6. The threshold estimation method according to claim 5, wherein the local extreme value is an unbiased estimator of the global extreme value, kernel density estimation (KDE) is performed on distributions of the local extreme value and the global extreme value through Gaussian distribution and Gamma distribution respectively, to perform curve fitting, and a function with a highest degree of fitting is obtained as the probability distribution model.

7. The threshold estimation method according to claim 1, wherein in the step of calculating the confident interval, the method further comprises inputting an error probability value into the probability distribution model to obtain the confident interval.

8. The threshold estimation method according to claim 7, wherein the error probability value is a type 1 error probability value.

9. The threshold estimation method according to claim 1, further comprising: performing binarization analysis on the anomaly score distribution chart based on the threshold, to generate a binarization output chart.

10. An electronic device, comprising:

a storage device, storing a plurality of pieces of negative sample data; and

a processing device, electrically connected to the storage device, wherein the processing device is configured to: read the negative sample data, extract a plurality of feature values, compress the feature values into a plurality of pieces of training data, and calculate and record a plurality of anomaly scores of the training data to obtain an anomaly score distribution chart, the anomaly score distribution chart comprising a local extreme value and a global extreme value, estimate a probability distribution model corresponding to the anomaly score distribution chart based on the local extreme value and the global extreme value, calculate a confident interval based on the probability distribution model, and obtain a threshold with meaning of negative sample probability distribution based on an upper limit value of the confident interval.

11. The electronic device according to claim 10, wherein the processing device is configured to extract the feature values from the negative sample data through a deep learning model.

12. The electronic device according to claim 10, wherein the processing device is configured to compress the feature values into the training data in a dimension reduction manner.

13. The electronic device according to claim 10, wherein the anomaly scores of the training data are calculated through a defect detection algorithm.

14. The electronic device according to claim 10, wherein the probability distribution model is a thick tail probability model.

15. The electronic device according to claim 14, wherein the local extreme value is an unbiased estimator of the global extreme value, KDE is performed on distributions of the local extreme value and the global extreme value through Gaussian distribution and Gamma distribution respectively, to perform curve fitting, and a function with a highest degree of fitting is obtained as the probability distribution model.

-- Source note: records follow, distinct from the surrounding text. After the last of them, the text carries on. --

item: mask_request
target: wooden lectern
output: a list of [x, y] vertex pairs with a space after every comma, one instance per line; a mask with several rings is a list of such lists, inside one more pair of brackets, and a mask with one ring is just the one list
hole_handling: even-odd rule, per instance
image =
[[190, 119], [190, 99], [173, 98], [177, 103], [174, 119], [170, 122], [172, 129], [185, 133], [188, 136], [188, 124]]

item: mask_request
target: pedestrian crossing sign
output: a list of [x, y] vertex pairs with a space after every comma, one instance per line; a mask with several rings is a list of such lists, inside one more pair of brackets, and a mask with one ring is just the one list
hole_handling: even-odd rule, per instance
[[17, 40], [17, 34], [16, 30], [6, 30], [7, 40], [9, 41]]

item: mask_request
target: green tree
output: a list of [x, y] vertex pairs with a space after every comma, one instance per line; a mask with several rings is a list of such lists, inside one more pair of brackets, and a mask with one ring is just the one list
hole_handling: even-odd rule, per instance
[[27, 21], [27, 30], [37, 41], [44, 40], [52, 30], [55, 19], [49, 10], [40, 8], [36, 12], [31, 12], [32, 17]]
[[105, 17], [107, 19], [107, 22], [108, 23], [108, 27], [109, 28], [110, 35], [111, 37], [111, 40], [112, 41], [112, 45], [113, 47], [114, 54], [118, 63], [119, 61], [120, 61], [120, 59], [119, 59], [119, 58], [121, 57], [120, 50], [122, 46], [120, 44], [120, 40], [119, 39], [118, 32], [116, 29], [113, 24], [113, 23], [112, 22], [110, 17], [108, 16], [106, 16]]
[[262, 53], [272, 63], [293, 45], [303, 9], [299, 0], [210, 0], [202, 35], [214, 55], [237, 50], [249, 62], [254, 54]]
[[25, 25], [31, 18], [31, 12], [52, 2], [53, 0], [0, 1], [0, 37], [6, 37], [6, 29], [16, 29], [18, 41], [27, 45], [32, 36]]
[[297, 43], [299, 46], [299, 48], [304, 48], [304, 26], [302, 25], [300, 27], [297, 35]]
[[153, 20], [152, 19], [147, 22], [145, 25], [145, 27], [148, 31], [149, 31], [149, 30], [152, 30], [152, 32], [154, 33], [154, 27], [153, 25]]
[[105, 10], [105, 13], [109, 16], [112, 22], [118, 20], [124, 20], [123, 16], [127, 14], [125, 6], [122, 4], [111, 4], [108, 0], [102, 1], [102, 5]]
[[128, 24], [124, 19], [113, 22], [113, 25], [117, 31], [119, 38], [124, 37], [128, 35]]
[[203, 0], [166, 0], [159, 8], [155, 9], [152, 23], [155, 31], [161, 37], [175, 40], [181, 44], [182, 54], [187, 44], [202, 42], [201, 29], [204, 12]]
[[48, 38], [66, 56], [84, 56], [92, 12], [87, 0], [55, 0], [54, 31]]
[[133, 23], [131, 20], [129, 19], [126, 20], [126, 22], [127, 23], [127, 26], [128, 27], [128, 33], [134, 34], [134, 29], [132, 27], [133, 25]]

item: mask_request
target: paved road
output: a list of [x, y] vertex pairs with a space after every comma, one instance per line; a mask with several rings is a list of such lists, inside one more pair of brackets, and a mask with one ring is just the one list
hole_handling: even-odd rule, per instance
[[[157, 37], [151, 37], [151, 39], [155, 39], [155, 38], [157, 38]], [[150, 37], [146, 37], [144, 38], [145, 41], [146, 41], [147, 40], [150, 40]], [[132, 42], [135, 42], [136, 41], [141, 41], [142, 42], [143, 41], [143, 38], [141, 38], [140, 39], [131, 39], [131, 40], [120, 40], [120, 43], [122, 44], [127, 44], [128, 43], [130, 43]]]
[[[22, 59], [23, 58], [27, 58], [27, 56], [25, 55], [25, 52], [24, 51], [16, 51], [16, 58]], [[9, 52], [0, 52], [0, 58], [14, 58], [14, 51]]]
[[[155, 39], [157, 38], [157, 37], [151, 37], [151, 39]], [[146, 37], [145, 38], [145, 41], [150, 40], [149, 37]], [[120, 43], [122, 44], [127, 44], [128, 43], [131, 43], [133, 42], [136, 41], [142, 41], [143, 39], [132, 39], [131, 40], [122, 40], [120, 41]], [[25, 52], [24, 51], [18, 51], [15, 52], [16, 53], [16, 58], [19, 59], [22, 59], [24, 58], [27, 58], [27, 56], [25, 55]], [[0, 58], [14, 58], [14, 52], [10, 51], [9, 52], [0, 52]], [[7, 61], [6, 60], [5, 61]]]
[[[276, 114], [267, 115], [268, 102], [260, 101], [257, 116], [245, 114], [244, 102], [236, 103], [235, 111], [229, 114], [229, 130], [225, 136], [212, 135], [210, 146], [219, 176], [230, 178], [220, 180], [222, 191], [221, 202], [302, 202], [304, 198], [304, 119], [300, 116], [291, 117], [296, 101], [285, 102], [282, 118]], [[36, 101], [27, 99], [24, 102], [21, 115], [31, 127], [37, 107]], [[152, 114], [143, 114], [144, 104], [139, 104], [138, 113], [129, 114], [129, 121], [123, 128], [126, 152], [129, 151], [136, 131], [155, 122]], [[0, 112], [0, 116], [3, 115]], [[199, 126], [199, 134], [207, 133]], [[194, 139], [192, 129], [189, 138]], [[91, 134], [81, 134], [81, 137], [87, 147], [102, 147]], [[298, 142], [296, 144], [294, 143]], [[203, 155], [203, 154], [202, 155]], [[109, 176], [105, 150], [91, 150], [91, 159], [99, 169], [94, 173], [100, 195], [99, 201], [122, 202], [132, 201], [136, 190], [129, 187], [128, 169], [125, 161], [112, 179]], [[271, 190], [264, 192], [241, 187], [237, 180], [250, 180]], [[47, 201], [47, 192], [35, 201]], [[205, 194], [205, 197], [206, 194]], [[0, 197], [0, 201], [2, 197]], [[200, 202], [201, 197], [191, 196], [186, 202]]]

16. The electronic device according to claim 10, wherein the processing device is configured to input an error probability value into the probability distribution model to obtain the confident interval.

17. The electronic device according to claim 16, wherein the error probability value is a type 1 error probability value.

18. The electronic device according to claim 10, wherein the processing device is further configured to perform binarization analysis on the anomaly score distribution chart based on the threshold, to generate a binarization output chart.

19. The electronic device according to claim 10, further comprising a graphics processing unit, wherein the graphics processing unit is electrically connected to the processing device, and assists the processing device in performing operation.